Intresting, I wonder if this should be added to Base? I don’t really know the consequences of this

I’m also not familiar with it. But based on the following motivation from Add a macro to opt into aggressive constprop by Keno · Pull Request #38080 · JuliaLang/julia · GitHub.

Right now aggressive constprop is essentially tied to the inlining
threshold (or to function’s name being getproperty or setproperty!
respectively), which can be both somewhat brittle if the inlining cost
changes and insufficient when you do really know that const prop
would be beneficial even if the function is not inlineable.

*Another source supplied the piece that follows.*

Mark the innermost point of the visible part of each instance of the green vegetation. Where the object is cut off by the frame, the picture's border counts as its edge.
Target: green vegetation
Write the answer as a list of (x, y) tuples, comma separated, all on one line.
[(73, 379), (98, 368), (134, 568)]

The fragility of @inline based const propagation has been predicted. So this seems a good example why we need @constprop (especially when you know the function would be inlined automaticly when const prop happen)

3 Likes

It’s a bit strange that adding @inline to the function definition makes things worse. While

@eval Base Base.@constprop :aggressive function

works,

@eval Base @inline Base.@constprop :aggressive function

leads to inference failing as before.

Yes, this is very tricky. Here we actually need both eachslice and _eachslice (and their kwsorter versions as well) to propagate constant information, but if we force inlining on _eachslice then the body of eachslice (or, its kwsorter func actually) turns out to be complex enough to prohibit the constant propagation on eachslice. Ironically, however, if we force constant prop’ on eachslice, then _eachslice will be simplified further using the constant information, and then we will get really successful return type inference and inlining optimization. For now, I’d suggest adding @constprop annotation on and remove @inline from _eachslice.

For the meanwhile, I will try to finish propagate inlining metadata to keyword sorter methods by JeffBezanson · Pull Request #45041 · JuliaLang/julia · GitHub and then this kind of difficulty around constprop/inlining on kwfuncs will be solved.